After a Manhattan federal jury found Jim Gatto and two others guilty of fraud charges as part of a pay-to-play college basketball scandal, NPR’s Fresh Air invited writer Michael Sokolove to explain just how complex and corrupt the NCAA and universities really are.
Author of The Last Temptation Of Rick Pitino: A Story Of Corruption, Scandal, And The Big Business Of College Basketball, Sokolove says that talented young prospects as young as 12 are targeted by agents and assistant coaches who “deal in human athletic flesh.” The universities and NCAA generate billions from student athletes and a huge percentage of that money goes to the adults that run the games.
March Madness alone generates nearly a billion dollars a year for the NCAA, a nonprofit organization that runs college sports. And while professional NBA franchises can easily generate huge figures in the billions, they are paying their players.I knew about the grassroots basketball circuit, and how it allows some of the best prospects to play against one another, but I had no idea why it was created. Sokolove shed light on that as well in his Fresh Air interview.
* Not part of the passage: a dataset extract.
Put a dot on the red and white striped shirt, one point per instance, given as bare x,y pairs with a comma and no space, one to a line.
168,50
“The main recruiting grounds, which I’ve also heard described as a hunting grounds, is no longer high school basketball,” Sokolove told Dave Davies. “You know, a high school game features maybe one star, the kid maybe 6’6″ and he’s playing against a 5’10” kid. So what the shoe companies created was the grassroots basketball circuit. And that puts all the best players against each other in these pressurized situations. That’s where the college coaches go to scout.”